Lower output may make the Philippines an importer for a second year. Indonesia, Iraq, Egypt, Pakistan and Tanzania are seeking sugar to cool prices, straining global supplies forecast by Czarnikow Group Ltd. to fall short of demand by 13.5 million metric tons in the 2009-2010 season. El Nino can affect agricultural production across parts of Asia and curb rice production in Thailand, the world’s biggest exporter.
“An extended El Nino is bad news,” Coscolluela said in a cell phone text message today, referring to the period from February through June or July. Still, “so far, our new crop is actually looking good,” he said.
The Philippines may buy as much as 150,000 tons of sugar this year, Rafael Coscolluela, the regulatory administrator, said last week. That would be the first purchase for domestic use since 2002, according to Amarra.
Batangas and 20 other provinces experienced a dry spell in the past three months, according to the weather bureau. Batangas has the capacity to produce 160,000 tons a year, about 7 percent of the nation’s forecast output this year, Philippine Sugar Millers Association Executive Director Archie Amarra said today.
‘Significant Influence’
The El Nino weather phenomenon strengthened in December and is forecast to last through June, according to a Jan. 7 U.S. Climate Prediction Center report. “Regardless of its precise peak strength, El Nino is expected to exert significant influence on global weather and climate in the coming months,” it said.
Below-normal rainfall may stunt cane growth in its first four months of development, Amarra said in a phone interview from Negros Island in central Philippines.
Cane needs at least a year to grow in the Philippines and planting takes place all year round, Amarra said today. El Nino may increase the sugar content of mature cane, helping raise yields for crops planted four months before the phenomenon hit the country, he said.
Price Jumps
Raw sugar had its biggest annual gain since 1974 last year.

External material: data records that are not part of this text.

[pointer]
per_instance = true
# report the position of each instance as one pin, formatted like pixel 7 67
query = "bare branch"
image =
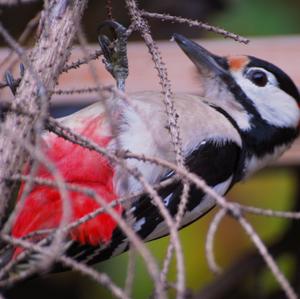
pixel 195 23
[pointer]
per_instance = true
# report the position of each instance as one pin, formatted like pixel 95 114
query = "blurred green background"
pixel 274 188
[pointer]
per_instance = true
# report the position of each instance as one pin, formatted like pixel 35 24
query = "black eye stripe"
pixel 258 77
pixel 284 81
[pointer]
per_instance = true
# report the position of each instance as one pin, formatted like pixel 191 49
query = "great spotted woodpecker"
pixel 246 117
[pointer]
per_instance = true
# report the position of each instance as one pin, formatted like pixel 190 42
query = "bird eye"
pixel 258 77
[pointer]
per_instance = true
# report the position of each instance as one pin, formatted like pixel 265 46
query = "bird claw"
pixel 115 52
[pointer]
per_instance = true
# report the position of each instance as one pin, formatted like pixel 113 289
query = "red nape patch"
pixel 43 206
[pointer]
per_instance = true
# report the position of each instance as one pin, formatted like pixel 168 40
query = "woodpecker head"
pixel 260 98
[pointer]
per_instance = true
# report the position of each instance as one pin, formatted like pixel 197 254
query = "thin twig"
pixel 196 23
pixel 209 244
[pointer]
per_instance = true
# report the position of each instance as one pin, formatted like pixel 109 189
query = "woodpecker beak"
pixel 203 59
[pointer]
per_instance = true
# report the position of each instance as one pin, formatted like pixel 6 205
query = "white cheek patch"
pixel 274 105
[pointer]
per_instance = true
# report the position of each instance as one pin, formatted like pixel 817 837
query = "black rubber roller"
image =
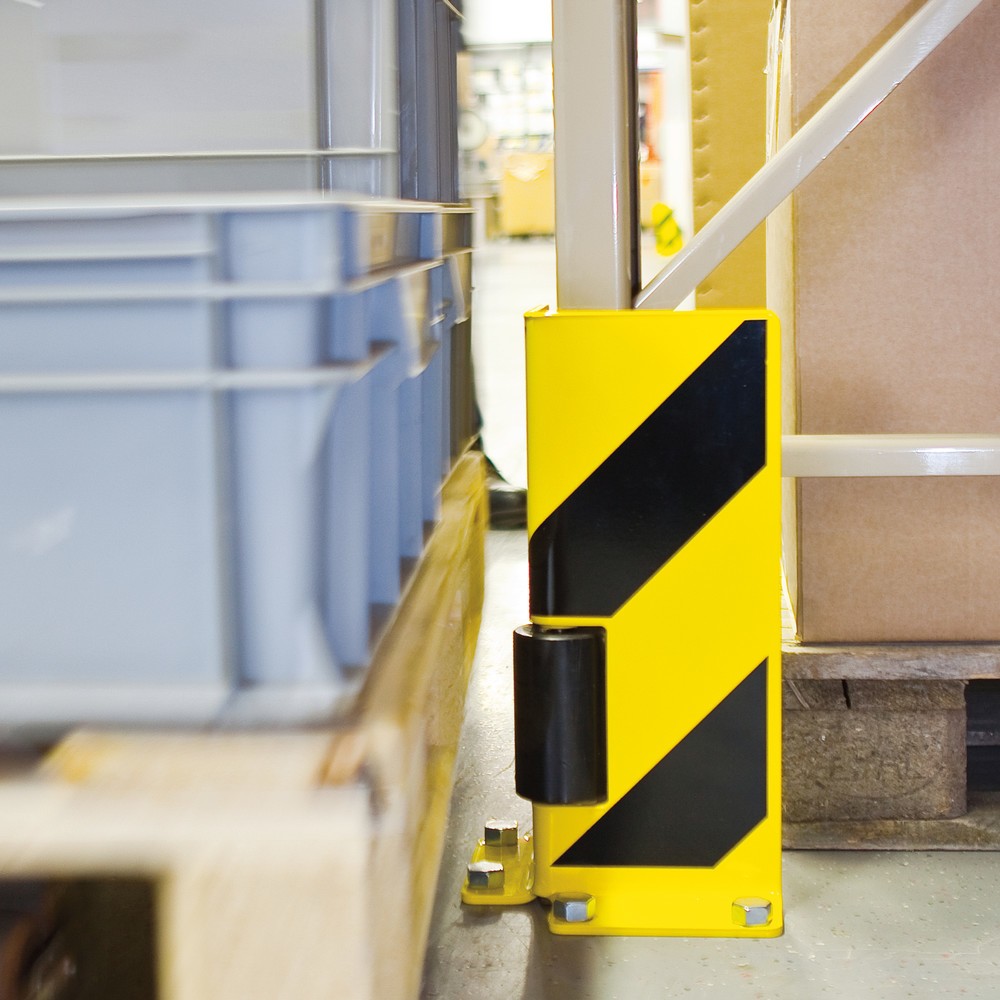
pixel 560 715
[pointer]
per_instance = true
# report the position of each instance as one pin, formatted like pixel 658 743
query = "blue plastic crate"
pixel 223 425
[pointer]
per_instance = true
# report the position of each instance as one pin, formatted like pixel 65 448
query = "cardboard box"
pixel 528 195
pixel 882 269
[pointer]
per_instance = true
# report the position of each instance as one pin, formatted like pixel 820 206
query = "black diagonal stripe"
pixel 699 802
pixel 658 488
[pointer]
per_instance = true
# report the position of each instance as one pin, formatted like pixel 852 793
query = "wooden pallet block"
pixel 874 747
pixel 285 864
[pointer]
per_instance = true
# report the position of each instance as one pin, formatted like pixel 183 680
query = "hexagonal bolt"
pixel 751 911
pixel 574 908
pixel 485 875
pixel 501 833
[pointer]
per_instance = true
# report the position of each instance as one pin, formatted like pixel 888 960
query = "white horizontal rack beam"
pixel 889 455
pixel 805 151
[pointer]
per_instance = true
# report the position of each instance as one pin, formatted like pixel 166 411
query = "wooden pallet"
pixel 283 864
pixel 874 747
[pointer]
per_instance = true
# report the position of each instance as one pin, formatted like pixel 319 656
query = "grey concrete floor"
pixel 858 925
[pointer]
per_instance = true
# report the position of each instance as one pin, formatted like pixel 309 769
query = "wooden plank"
pixel 902 661
pixel 287 864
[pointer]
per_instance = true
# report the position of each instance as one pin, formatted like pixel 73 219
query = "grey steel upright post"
pixel 596 142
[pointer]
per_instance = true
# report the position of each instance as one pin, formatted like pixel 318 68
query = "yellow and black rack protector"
pixel 654 555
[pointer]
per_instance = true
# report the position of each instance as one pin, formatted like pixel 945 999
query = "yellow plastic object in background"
pixel 654 513
pixel 669 238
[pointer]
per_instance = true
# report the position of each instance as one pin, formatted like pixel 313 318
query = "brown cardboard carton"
pixel 882 269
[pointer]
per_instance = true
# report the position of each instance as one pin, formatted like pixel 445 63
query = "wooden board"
pixel 897 755
pixel 285 864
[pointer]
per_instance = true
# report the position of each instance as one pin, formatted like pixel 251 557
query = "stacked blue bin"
pixel 224 423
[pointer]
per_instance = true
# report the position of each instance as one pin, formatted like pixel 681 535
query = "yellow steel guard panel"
pixel 654 547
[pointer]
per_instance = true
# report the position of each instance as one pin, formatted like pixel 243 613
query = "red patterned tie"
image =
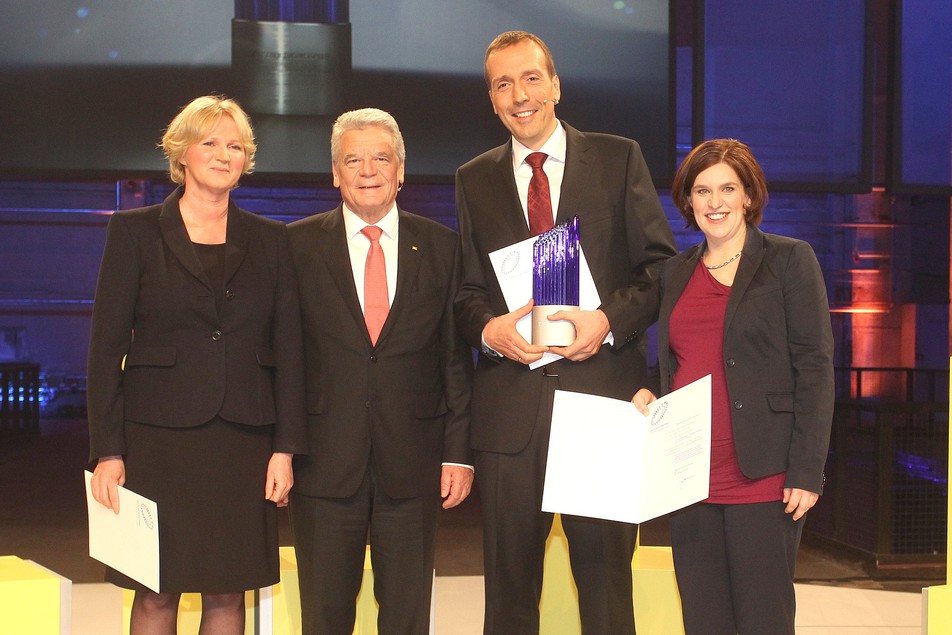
pixel 376 299
pixel 539 200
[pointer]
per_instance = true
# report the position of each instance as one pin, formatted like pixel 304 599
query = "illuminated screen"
pixel 87 88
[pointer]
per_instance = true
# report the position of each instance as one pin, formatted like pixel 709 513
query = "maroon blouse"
pixel 697 340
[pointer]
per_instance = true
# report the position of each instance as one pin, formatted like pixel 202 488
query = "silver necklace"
pixel 726 262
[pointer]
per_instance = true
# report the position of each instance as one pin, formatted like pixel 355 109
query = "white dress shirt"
pixel 359 246
pixel 554 168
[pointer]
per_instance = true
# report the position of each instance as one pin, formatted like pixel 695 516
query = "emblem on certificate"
pixel 555 283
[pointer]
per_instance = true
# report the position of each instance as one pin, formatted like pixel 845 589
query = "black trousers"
pixel 514 535
pixel 330 538
pixel 735 567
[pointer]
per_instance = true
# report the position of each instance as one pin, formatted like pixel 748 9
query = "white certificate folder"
pixel 128 541
pixel 607 460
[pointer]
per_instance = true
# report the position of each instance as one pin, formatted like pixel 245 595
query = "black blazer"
pixel 625 237
pixel 403 402
pixel 184 361
pixel 778 356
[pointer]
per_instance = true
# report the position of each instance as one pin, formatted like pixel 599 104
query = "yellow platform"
pixel 654 590
pixel 277 610
pixel 33 599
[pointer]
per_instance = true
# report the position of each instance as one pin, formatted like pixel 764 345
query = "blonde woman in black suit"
pixel 750 309
pixel 195 378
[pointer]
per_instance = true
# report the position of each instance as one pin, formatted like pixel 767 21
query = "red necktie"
pixel 376 299
pixel 539 201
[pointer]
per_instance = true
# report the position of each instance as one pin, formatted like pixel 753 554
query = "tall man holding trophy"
pixel 549 174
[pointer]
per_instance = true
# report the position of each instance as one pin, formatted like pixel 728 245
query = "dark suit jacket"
pixel 778 356
pixel 625 237
pixel 403 403
pixel 185 362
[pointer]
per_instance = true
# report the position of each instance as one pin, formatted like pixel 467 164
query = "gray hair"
pixel 366 118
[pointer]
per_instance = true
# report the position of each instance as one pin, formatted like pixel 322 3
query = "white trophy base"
pixel 548 333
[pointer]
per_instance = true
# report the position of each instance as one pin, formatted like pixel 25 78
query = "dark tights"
pixel 157 613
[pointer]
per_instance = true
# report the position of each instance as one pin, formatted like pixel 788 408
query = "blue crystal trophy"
pixel 555 270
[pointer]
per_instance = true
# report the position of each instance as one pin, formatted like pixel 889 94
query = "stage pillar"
pixel 937 600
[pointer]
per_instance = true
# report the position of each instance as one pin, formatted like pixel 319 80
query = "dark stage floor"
pixel 43 518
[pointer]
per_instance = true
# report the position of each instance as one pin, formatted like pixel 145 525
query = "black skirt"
pixel 217 533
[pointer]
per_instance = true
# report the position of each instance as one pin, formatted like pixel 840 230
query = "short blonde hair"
pixel 194 123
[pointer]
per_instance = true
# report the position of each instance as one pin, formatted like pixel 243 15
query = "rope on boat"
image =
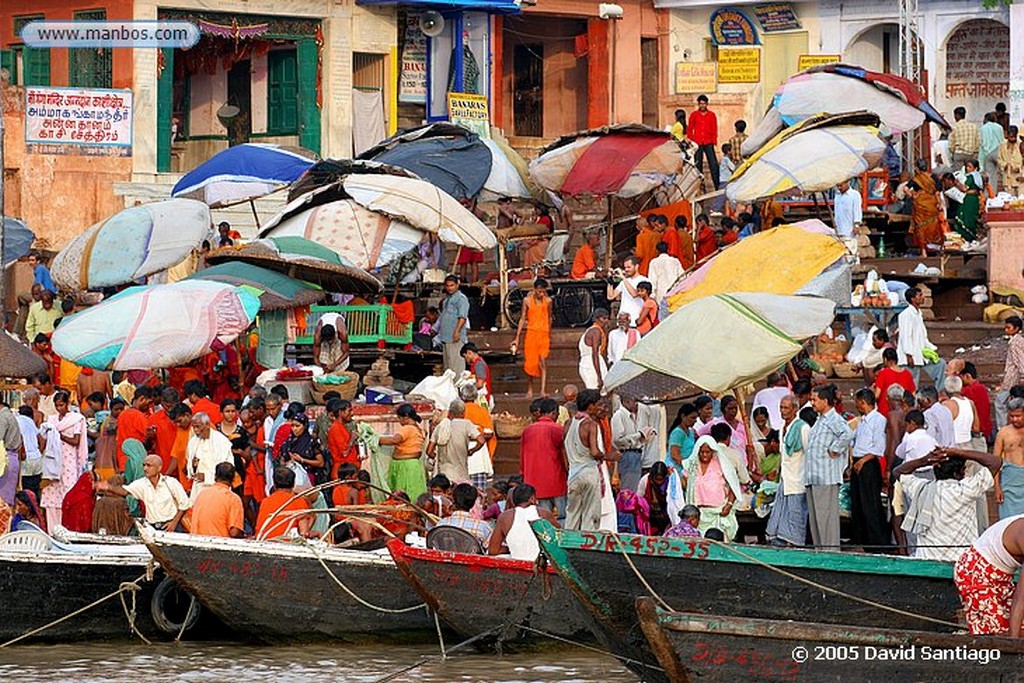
pixel 130 587
pixel 828 589
pixel 355 597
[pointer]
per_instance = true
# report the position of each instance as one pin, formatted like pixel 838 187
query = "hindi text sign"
pixel 84 121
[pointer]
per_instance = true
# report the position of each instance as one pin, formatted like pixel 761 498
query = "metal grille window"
pixel 90 67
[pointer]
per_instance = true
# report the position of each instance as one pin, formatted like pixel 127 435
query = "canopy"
pixel 696 346
pixel 244 172
pixel 622 161
pixel 17 240
pixel 133 244
pixel 301 259
pixel 780 260
pixel 815 155
pixel 372 218
pixel 161 326
pixel 274 290
pixel 841 88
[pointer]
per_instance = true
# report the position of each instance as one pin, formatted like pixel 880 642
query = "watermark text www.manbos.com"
pixel 963 653
pixel 110 34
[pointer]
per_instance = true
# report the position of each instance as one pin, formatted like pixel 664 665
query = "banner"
pixel 700 77
pixel 61 121
pixel 471 112
pixel 739 65
pixel 808 60
pixel 413 70
pixel 731 27
pixel 776 16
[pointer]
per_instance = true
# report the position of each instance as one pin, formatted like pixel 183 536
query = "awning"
pixel 493 6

The March-delivery contract jumped as much as 2.1 percent to 28.20 cents a pound on ICE Futures U.S. in New York at 4:56 p.m. Singapore time.
The Philippines may buy sugar as early as April, said Agriculture Secretary Arthur Yap on Jan. 13. Supplies of smuggled sugar have dried up as global prices surge, lifting the use of domestically made sweetener to 2.1 million tons this year from 1.87 million tons last year, Amarra said last week. Output is forecast at 2.16 million tons, he said.
Exports may drop to 143,000 tons in the year that began Sept. 1, the lowest since 2002, after the government ordered a halt in shipments to markets outside the U.S., according to Amarra. The country ships sugar to the U.S. under its import quota system.
The country shipped 219,132 tons of raw sugar to the U.S. and other markets in the year ended Aug. 31, according to the government Web site. Domestic raw sugar prices jumped 10 percent to 1,658.33 pesos ($36) per 50-kilogram bag on Jan. 7 from a month earlier, according to the regulatory body’s Web site.